- Promotional logo
- Promotion: New Japan Pro-Wrestling
- Date: June 7, 2021
- City: Osaka, Japan
- Venue: Osaka-jō Hall
- Attendance: 3,045

Event chronology
| ← Previous Wrestling Dontaku 2021 Road to Ignition | Next → Kizuna Road 2021 Summer Struggle in Sapporo |

Dominion chronology
| ← Previous 2020 | Next → 6.12 |

= Dominion 6.6 in Osaka-jo Hall =

2021 New Japan Pro-Wrestling event

Dominion 6.6 in Osaka-jo Hall was a professional wrestling event promoted by New Japan Pro-Wrestling (NJPW). The event took place on June 7, 2021, in Osaka, Osaka, at the Osaka-jō Hall and is the thirteen event under the Dominion name and seventh in a row to take place at the Osaka-jō Hall.

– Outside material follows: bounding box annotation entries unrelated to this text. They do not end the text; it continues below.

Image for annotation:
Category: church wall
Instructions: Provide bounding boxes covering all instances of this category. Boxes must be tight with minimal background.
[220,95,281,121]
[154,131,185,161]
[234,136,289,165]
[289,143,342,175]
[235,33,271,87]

The event was originally planned to take place on June 6, but was postponed to the following day due to the state of emergency in Japan because of the COVID-19 pandemic, although the name of the event was not changed. In the main event, Shingo Takagi defeated Kazuchika Okada to win the vacant IWGP World Heavyweight Championship. In other prominent matches, Kota Ibushi defeated Jeff Cobb, and El Desperado defeated Yoh to retain the IWGP Junior Heavyweight Championship.

== Production ==

Other on-screen personnel
| Role: | Name: |
| English Commentators | Kevin Kelly |
Chris Charlton
Rocky Romero
| Japanese Commentators | Shinpei Nogami |
Milano Collection A.T.
Katsuhiko Kanazawa
Kazuyoshi Sakai
Togi Makabe
Miki Motoi
Jushin Thunder Liger
Masahiro Chono
| Ring announcers | Makoto Abe |
Kimihiko Ozaki
| Referees | Kenta Sato |
Marty Asami
Red Shoes Unno

=== Background ===
Since 2020, NJPW has unable to run events with a full arena capacity due to COVID-19 restrictions. The event was originally scheduled to take place on June 6 but was postponed to June 7, due to the state of emergency.

=== Storylines ===
Dominion 6.6 in Osaka-jo Hall will feature professional wrestling matches that involved different wrestlers from pre-existing scripted feuds and storylines. Wrestlers portrayed villains, heroes, or less distinguishable characters in the scripted events that built tension and culminated in a wrestling match or series of matches.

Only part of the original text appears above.